ご挨拶・柳家権太楼
開口一番柳家小多け・手紙無筆
柳家さん光・新聞記事
柳家権太楼・居残り佐平次
<仲入り>
柳家権太楼・幽霊の辻(ゆうれんのつじ)
<ちょっと一服>
藪入り
お囃子・大田その
この会は、一番最初に伺って、大ネタばかり4席も!
と驚いた記憶がある。
どうやらその後も4席ということだったようだが、今回は(いつもは入らない)前座も入って3席。
そのかわり、初めにそのあたりの経緯を含めたトークが入る。
毎回4席というのは、どう考えても負担が大きいから、今後は3席にすればいいのに・・と個人的には思う。
トークが終わって、師匠自ら高座返し。
走って上がった小多けくん、やりにくかったでしょうね。。。
「居残り佐平次」は、権太楼師の明るさが、この男のうさん臭さの邪魔をしている感じがした。
(うさん臭い感じは、喜多八師のがすごく感じた)
この噺も、そして「藪入り」も、背景がもはや完全にファンタジーで、
観客に伝えるのが難しくなってきてるんでしょうねぇ・・、
権太楼師匠も、このほかに「野ざらし」、「湯屋番」なんて寄席の定番だったネタを、いまやる人が減ってる、という。
お客が理解できなくなっているから、説明しなくちゃいけない。
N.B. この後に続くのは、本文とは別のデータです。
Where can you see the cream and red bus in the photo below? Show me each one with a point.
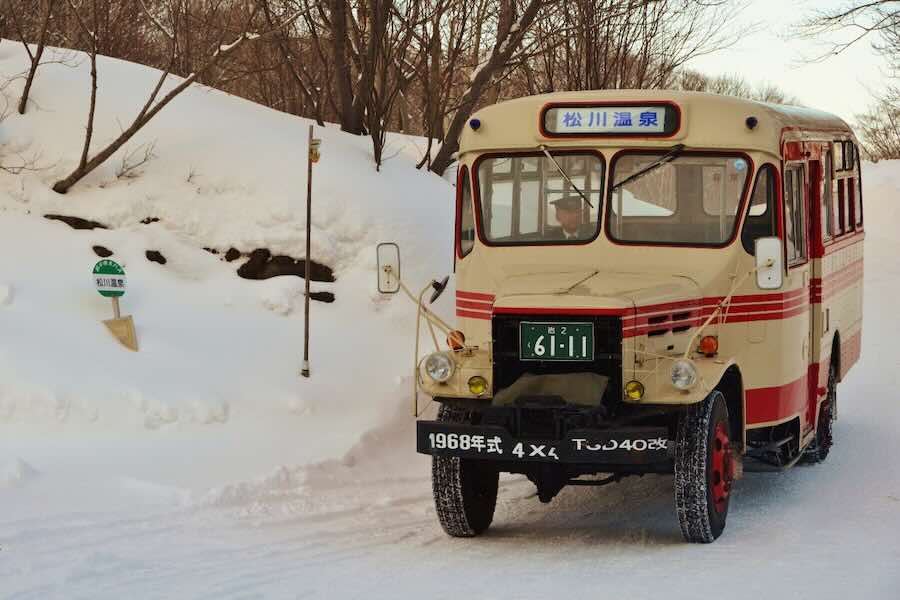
(647, 282)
そうなると、もうめんどくさい・・ということになる。
品川の、大店に上がって無銭飲食のあげく居残りをしながら祝儀を稼ぎ、凶状持ちと主人を謀って大金をせしめてはい、さようなら・・と唄うのは
裏~の、背戸や~~で、ちょいと竹掛けて・・・
と、呑気だ。
サゲは、「居直りまでさせられる」。
(この日の三席とも、サゲは独自のものになっている。)
「幽霊の辻」では、
先日さん光さんが掛けられたときに話されていた、新米のお囃子さんネタで、
なんと、そのお囃子さんの失敗の実演をおその師匠に、高座から指示して、現実にやらせる、ということを!
いやぁ、めったに拝見出来ないことでした。
この噺は、桂枝雀のために小佐田定雄氏が創られたもので、
それを権太楼師が東京のものにアレンジしている。
怖いけれど、可笑しいという、爆笑落語だ。東京ではまさに権太楼師の独壇場。
サゲは、「お化け屋敷の出口は向こう」。
あれ?これは、アトラクションだったの??というサゲ。
「藪入り」は、先日ネタ下しで聴いている。
プログラムに、三代目金馬の「藪入り」への思いが綴られている。
今の観客にどう伝えるか、そうとう悩まれたのだと思う。
それで、サゲも変えているし、仕込みに説明を入れるはずだったのを、飛ばしてしまった・・とは、御本人の談。
全力投球の高座だったが、まだネタ下しから日が経っていないので、口なじみはないだろう、何カ所か言い間違えもあったりして、
まだまだこれから練られていくのでしょう。
何はともあれ、長講、3時間超え、お疲れ様でした。